This guide will walk you through deploying translation models using Geniusrise, covering the setup, configuration, and interaction with the translation API for various use cases.

Setup and Configuration

Requirements

Optional: Set up a virtual environment:

virtualenv venv -p `which python3.10`
source venv/bin/activate

Installation:

Begin by installing Geniusrise and the necessary text processing extensions:

pip install geniusrise
pip install geniusrise-text

Configuration (genius.yml):

Next, define your translation service in a genius.yml file:

version: "1"

bolts:
    my_bolt:
        name: TranslationAPI
        state:
            type: none
        input:
            type: batch
            args:
                input_folder: ./input
        output:
            type: batch
            args:
                output_folder: ./output
        method: listen
        args:
            model_name: facebook/mbart-large-50-many-to-many-mmt
            model_class: AutoModelForSeq2SeqLM
            tokenizer_class: AutoTokenizer
            use_cuda: true
            precision: float
            device_map: cuda:0
            endpoint: "0.0.0.0"
            port: 3000
            cors_domain: http://localhost:3000
            username: user
            password: password

To launch your API, execute:

genius rise

Configuration Parameters Explained

  • model_name: Specifies the model to use, such as facebook/mbart-large-50-many-to-many-mmt for multilingual translation.
  • model_class & tokenizer_class: Defines the classes for the model and tokenizer, crucial for the translation process.
  • use_cuda: Indicates whether to use GPU acceleration for faster processing.
  • precision: The computational precision (e.g., float) affects performance and resource usage.
  • endpoint & port: The network address where the API is accessible.
  • username & password: Security credentials for accessing the API.

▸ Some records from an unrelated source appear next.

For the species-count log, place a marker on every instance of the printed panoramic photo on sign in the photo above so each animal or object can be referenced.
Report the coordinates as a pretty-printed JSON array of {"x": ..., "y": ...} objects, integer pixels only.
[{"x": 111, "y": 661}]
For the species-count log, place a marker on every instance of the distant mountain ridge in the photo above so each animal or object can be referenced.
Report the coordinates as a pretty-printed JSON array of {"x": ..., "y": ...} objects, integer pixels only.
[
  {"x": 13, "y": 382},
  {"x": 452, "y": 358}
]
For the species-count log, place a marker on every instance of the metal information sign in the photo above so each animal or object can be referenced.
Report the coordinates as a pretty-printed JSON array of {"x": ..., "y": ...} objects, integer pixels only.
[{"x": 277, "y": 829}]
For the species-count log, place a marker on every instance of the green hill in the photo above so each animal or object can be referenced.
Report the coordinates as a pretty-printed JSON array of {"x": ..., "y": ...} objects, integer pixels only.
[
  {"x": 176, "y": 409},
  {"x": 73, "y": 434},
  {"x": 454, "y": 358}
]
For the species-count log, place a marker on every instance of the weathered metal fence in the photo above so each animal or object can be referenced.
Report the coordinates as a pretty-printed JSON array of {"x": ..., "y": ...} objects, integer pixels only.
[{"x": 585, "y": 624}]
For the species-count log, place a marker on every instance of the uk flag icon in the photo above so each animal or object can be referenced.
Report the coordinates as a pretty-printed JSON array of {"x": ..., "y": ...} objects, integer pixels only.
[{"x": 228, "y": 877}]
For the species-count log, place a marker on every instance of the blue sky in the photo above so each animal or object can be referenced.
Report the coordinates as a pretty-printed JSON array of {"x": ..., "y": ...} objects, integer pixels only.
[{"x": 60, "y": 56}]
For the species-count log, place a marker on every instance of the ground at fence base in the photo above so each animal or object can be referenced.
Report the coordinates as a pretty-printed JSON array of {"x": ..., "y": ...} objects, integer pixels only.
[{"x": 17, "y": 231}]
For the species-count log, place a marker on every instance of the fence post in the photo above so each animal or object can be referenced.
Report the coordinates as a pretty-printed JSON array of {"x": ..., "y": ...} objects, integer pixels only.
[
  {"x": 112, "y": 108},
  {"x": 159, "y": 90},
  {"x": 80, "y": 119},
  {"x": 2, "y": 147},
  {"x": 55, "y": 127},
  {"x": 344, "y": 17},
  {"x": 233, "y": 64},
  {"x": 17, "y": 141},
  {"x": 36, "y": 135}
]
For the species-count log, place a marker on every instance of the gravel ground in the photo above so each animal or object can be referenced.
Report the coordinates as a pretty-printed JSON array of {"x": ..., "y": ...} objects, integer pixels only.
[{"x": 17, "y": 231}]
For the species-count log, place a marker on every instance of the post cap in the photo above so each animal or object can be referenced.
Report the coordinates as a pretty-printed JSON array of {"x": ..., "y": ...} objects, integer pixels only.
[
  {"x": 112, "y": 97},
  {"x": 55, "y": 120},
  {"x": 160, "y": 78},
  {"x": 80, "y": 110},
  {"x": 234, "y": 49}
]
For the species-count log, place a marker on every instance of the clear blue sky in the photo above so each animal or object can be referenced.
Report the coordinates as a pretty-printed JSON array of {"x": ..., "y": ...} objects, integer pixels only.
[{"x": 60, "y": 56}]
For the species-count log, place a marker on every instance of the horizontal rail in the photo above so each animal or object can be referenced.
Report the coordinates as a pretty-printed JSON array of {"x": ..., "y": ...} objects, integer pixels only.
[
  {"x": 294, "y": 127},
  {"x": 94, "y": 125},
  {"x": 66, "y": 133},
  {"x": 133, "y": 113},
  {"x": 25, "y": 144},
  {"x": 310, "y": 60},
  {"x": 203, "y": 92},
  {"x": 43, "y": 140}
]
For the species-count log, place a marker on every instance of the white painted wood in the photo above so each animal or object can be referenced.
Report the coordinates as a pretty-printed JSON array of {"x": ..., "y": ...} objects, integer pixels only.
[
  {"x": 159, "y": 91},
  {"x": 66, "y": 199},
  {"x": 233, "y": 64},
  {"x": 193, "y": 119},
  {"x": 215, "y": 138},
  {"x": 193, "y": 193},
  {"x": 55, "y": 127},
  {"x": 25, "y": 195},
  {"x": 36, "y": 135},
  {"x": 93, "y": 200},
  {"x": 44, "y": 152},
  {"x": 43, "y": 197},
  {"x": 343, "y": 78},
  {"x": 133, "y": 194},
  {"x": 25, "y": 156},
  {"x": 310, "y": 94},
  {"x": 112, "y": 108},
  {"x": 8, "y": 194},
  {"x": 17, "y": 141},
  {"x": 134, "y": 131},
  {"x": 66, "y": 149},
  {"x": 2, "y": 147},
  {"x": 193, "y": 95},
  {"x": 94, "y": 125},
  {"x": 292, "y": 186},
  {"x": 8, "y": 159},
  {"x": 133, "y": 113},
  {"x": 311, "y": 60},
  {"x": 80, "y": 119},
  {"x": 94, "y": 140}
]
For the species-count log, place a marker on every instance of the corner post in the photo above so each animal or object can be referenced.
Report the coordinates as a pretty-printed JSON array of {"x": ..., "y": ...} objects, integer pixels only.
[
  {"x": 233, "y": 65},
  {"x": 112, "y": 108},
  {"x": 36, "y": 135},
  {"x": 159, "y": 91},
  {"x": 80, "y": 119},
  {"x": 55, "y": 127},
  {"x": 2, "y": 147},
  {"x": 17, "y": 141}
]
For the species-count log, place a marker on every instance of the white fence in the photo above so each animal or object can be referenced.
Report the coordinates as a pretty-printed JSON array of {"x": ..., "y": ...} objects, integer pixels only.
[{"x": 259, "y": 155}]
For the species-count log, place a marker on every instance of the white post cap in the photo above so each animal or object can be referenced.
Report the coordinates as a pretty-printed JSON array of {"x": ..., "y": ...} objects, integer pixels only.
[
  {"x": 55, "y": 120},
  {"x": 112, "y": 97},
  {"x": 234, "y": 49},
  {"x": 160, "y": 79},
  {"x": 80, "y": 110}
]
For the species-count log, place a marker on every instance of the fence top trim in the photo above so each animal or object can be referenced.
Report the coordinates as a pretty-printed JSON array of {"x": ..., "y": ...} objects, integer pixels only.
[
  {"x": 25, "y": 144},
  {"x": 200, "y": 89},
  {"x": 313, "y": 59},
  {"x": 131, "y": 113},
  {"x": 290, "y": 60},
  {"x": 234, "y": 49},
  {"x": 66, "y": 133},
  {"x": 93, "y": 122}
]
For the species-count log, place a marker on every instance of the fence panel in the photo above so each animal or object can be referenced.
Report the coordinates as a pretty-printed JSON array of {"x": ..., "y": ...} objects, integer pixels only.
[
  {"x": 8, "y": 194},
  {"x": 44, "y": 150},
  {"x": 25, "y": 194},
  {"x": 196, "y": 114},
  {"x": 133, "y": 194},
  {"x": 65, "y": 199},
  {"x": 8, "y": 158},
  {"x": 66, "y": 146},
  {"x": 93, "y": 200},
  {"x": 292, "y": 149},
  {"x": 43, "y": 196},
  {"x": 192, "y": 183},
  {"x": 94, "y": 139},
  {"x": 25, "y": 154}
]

Interacting with the Translation API

Translating Text

Translate text from one language to another using a simple HTTP request.

Example using curl:

curl -X POST http://localhost:3000/api/v1/translate \
    -H "Content-Type: application/json" \
    -u "user:password" \
    -d '{
        "text": "संयुक्त राष्ट्र के प्रमुख का कहना है कि सीरिया में कोई सैन्य समाधान नहीं है",
        "source_lang": "hi_IN",
        "target_lang": "en_XX",
        "decoding_strategy": "generate",
        "decoder_start_token_id": 2,
        "early_stopping": true,
        "eos_token_id": 2,
        "forced_eos_token_id": 2,
        "max_length": 200,
        "num_beams": 5,
        "pad_token_id": 1
    }' | jq

Example using python-requests:

import requests

data = {
    "text": "संयुक्त राष्ट्र के प्रमुख का कहना है कि सीरिया में कोई सैन्य समाधान नहीं है",
    "source_lang": "hi_IN",
    "target_lang": "en_XX",
    "decoding_strategy": "generate",
    "decoder_start_token_id": 2,
    "early_stopping": true,
    "eos_token_id": 2,
    "forced_eos_token_id": 2,
    "max_length": 200,
    "num_beams": 5,
    "pad_token_id": 1
}

response = requests.post("http://localhost:3000/api/v1/translate",
                         json=data,
                         auth=('user', 'password'))
print(response.json())

Advanced Translation Features

For use cases requiring specific translation strategies or parameters (e.g., beam search, number of beams), you can pass additional parameters in your request to customize the translation process.

Use Cases & Variations

Different Language Pairs

Adjust the source_lang and target_lang parameters to cater to various language pairs, enabling translation between numerous languages supported by the chosen model.

Customizing Translation Parameters

For advanced translation needs, such as controlling the length of the output or employing beam search, modify the additional_params in your requests:

{
  "text": "Your text here",
  "source_lang": "en_XX",
  "target_lang": "es_XX",
  "num_beams": 4
}

Fun

There are two families of models from facebook that can perform any to any language translation among a large number of languages.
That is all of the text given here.